Rispetto alla Proposta di legge n. 2185, la nuova Proposta di Legge n. 3525 del 3 giugno 2010, in materia di “disciplina della professione di mediatore interculturale”,

pone la figura del mediatore come colui che “più di altri si pone sul versante dell’integrazione e che in stretta collaborazione con altre figure del sociale […] può favorire processi virtuosi di coesione sociale, di integrazione e di tutela delle pari opportunità nel godimento dei diritti e nella possibilità di accesso ai servizi di cittadinanza”. (P.d.l 3525/2010, p. 2) Per la prima volta, si introduce, inoltre, il concetto di “riconoscimento della figura”, e cioè il “riconoscimento e la dignità del ruolo di mediatore in primo luogo nell’auto-percezione dei mediatori stessi, ma anche nella percezione degli operatori dei servizi e della loro stessa utenza immigrata” (P.d.l 3525/2010, p. 2) Indipendentemente dal ruolo che riveste il mediatore a seconda della natura dell’intervento e dell’ambiente in cui opera, è importante che tutta l’utenza coinvolta nel suo operato riconosca la figura, per evitare il rischio di fomentare ulteriore diffidenza verso le istituzione e smontare l’autoreferenzialità di ruolo.
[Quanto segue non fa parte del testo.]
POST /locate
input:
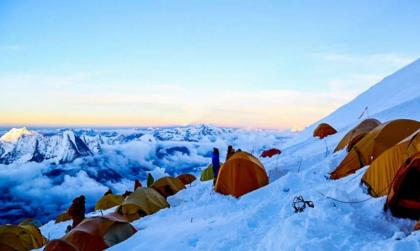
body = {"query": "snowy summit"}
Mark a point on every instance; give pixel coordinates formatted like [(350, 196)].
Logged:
[(15, 134)]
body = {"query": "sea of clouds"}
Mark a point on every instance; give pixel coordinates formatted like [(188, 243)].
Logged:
[(43, 190)]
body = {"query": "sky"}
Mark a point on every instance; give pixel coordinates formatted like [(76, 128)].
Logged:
[(252, 64)]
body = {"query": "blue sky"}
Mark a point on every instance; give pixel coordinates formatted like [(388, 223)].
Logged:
[(273, 64)]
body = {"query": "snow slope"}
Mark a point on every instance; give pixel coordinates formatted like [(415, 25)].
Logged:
[(200, 219), (400, 90)]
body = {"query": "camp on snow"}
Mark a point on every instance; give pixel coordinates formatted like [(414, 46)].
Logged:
[(168, 186), (20, 237), (270, 153), (186, 178), (64, 216), (356, 134), (324, 130), (94, 234), (404, 196), (373, 144), (144, 201), (207, 173), (382, 171), (109, 201), (241, 174)]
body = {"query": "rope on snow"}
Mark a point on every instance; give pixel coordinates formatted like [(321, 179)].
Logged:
[(299, 204)]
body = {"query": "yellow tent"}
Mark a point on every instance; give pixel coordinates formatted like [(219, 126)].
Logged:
[(109, 201), (324, 130), (381, 172), (241, 174), (143, 201), (64, 216), (94, 234), (20, 237), (168, 186), (361, 129), (207, 174), (373, 144)]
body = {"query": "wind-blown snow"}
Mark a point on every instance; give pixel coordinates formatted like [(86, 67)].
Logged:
[(399, 91), (200, 219)]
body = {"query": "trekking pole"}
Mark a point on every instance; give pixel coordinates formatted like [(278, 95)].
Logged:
[(326, 147)]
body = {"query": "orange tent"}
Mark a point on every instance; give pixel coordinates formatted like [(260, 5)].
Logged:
[(404, 195), (168, 186), (373, 144), (94, 234), (323, 130), (382, 171), (241, 174), (357, 133), (186, 178), (270, 153)]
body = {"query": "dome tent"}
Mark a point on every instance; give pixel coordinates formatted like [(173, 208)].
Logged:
[(270, 153), (382, 171), (207, 174), (109, 201), (241, 174), (143, 201), (186, 178), (357, 133), (324, 130), (64, 216), (373, 144), (94, 234), (404, 195), (168, 186)]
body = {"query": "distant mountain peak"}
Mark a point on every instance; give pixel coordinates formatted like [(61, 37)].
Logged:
[(14, 134)]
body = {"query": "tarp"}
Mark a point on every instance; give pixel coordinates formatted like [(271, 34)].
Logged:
[(143, 201), (324, 130), (109, 201), (95, 234), (373, 144), (168, 186), (357, 133), (381, 172), (241, 174)]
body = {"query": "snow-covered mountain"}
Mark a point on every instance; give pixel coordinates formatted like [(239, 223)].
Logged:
[(22, 145), (199, 218), (55, 165), (397, 95)]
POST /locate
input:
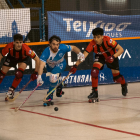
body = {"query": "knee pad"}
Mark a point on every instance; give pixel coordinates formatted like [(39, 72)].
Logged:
[(1, 76), (54, 78), (19, 74), (118, 79), (94, 72)]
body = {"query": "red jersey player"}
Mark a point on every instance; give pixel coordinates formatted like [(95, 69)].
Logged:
[(105, 53), (17, 53)]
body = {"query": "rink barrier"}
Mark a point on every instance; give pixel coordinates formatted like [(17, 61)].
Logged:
[(129, 67)]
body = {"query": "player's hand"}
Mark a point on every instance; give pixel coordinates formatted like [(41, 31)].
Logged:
[(81, 56), (73, 69), (39, 80), (34, 76), (110, 59)]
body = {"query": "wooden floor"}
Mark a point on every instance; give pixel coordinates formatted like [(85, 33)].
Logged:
[(113, 118)]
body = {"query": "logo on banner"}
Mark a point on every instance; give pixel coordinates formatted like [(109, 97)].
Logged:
[(79, 26), (124, 55), (12, 23), (102, 77)]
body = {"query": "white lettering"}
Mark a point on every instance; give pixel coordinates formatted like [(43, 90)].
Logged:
[(82, 78), (68, 20), (70, 63), (84, 26), (87, 78), (77, 24), (92, 26), (122, 24), (113, 25), (74, 80), (78, 78)]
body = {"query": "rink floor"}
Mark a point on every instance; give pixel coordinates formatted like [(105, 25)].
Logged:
[(113, 118)]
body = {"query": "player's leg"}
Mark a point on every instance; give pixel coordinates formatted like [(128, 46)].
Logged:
[(98, 64), (54, 79), (94, 75), (5, 68), (17, 80), (117, 77), (3, 72)]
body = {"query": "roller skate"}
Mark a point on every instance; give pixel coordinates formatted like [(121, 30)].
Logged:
[(9, 94), (48, 101), (59, 91), (124, 89), (93, 97)]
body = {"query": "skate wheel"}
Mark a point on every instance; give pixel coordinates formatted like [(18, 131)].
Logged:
[(97, 100), (90, 100), (52, 103), (93, 100), (44, 104), (65, 85)]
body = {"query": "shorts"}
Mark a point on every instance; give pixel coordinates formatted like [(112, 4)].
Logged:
[(114, 65), (12, 62)]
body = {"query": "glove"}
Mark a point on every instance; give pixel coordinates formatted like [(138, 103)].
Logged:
[(73, 69), (34, 76), (39, 80), (110, 59), (81, 56)]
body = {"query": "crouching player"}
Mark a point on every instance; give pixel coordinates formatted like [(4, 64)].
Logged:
[(53, 58), (18, 53), (105, 53)]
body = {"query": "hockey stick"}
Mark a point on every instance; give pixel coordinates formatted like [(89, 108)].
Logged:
[(19, 92), (44, 100), (17, 108)]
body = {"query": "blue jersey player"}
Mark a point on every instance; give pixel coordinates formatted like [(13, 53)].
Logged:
[(53, 58)]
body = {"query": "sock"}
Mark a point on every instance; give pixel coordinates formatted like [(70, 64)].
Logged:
[(16, 81), (2, 75), (122, 80)]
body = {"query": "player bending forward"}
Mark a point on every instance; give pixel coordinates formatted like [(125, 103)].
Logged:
[(53, 58), (18, 53), (105, 53)]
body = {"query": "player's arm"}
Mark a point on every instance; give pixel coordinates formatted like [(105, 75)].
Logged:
[(85, 54), (81, 56), (1, 57), (41, 67), (4, 51), (36, 63), (75, 49), (119, 49)]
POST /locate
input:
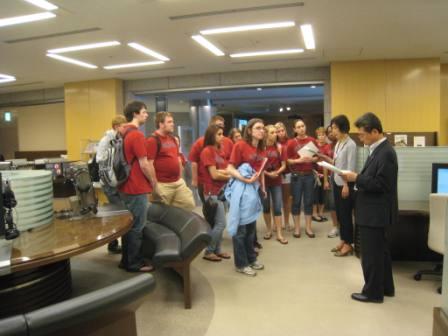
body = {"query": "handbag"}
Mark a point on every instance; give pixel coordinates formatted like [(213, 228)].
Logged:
[(209, 208)]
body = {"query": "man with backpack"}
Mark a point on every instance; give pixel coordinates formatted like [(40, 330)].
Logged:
[(166, 165), (136, 186), (103, 158)]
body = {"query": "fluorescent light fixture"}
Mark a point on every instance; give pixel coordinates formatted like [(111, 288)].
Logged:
[(308, 36), (42, 4), (267, 53), (84, 47), (7, 116), (26, 18), (72, 61), (147, 51), (6, 78), (207, 44), (131, 65), (248, 28)]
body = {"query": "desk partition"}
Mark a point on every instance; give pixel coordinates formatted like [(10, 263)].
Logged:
[(414, 169)]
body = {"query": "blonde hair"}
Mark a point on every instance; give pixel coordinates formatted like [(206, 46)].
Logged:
[(118, 120)]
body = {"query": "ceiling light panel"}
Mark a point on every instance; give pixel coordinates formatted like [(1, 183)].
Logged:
[(236, 29), (132, 65), (208, 45), (84, 47), (72, 61), (147, 51), (268, 53), (42, 4), (26, 18), (308, 36), (6, 78)]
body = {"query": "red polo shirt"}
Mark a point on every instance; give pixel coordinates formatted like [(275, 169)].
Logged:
[(275, 157), (212, 156), (135, 148), (166, 161)]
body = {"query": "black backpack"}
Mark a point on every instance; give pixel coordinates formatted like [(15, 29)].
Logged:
[(121, 167)]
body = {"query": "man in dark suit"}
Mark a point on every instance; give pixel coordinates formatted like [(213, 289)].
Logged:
[(376, 209)]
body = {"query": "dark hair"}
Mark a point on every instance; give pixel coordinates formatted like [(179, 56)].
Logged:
[(133, 108), (369, 121), (215, 118), (247, 136), (232, 132), (341, 122), (161, 116), (210, 135)]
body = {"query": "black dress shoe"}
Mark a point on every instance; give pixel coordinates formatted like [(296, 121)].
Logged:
[(361, 297)]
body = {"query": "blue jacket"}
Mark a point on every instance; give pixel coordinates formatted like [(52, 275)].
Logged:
[(245, 203)]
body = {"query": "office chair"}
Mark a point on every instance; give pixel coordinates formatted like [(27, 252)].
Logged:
[(438, 206)]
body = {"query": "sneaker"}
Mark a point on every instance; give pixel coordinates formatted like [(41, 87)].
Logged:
[(257, 266), (247, 270), (333, 233)]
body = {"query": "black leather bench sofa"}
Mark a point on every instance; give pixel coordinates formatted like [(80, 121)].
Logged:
[(172, 238), (107, 311)]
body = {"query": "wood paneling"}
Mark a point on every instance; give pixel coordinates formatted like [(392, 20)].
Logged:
[(405, 94), (89, 109)]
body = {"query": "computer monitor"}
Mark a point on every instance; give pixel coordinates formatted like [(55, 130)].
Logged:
[(439, 178)]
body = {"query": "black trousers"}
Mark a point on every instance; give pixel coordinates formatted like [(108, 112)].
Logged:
[(344, 211), (376, 263)]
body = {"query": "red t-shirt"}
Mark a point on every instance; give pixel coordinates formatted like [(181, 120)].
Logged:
[(243, 152), (134, 148), (327, 150), (275, 157), (195, 152), (294, 145), (166, 162), (284, 144), (211, 156)]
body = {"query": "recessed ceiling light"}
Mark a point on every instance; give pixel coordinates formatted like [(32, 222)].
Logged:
[(248, 28), (6, 78), (72, 61), (308, 36), (268, 52), (147, 51), (42, 4), (84, 47), (131, 65), (208, 45), (26, 18)]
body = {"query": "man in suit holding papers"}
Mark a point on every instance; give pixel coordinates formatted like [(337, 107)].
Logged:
[(376, 209)]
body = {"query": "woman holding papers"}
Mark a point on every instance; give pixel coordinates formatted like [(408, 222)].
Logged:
[(282, 138), (344, 159), (301, 151), (250, 150), (274, 167)]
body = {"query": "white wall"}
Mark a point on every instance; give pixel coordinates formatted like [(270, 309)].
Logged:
[(40, 127)]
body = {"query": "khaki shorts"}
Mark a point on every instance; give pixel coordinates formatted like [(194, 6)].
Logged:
[(176, 194)]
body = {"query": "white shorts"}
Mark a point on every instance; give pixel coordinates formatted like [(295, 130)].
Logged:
[(286, 178)]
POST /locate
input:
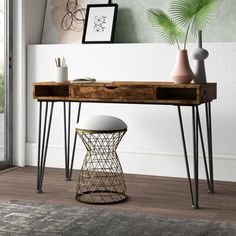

A distanza di tre anni, il 19 marzo 2013, i senatori Di Biagio, Dalla Zuanna e Romano hanno presentato il Disegno di Legge n. 230, recante disposizioni in materia di “Delega al Governo per l’istituzione dell’Albo dei mediatori interculturali”, in cui, senza grosse differenze rispetto all’ultima Proposta di Legge, si calca la necessità di adottare “un percorso formativo codificato e organico”. (Disegno di legge, 230/2013)

Il Disegno di legge conferisce una delega al Governo per l’istituzione dell’Albo dei mediatori linguistici-culturali, definisce i requisiti per l’esercizio della professione e traccia la copertura finanziaria per la realizzazione di quanto stabilito fino all’anno 2015. (Disegno di legge, 230/2013)

Nonostante gli sforzi delle istituzioni nell’intraprendere il percorso parlamentare, il termine ultimo per l’approvazione della legge è decorso e la figura del mediatore culturale manca, ad oggi, di una disciplina organica che ne legittimi il profilo deontologico e professionale.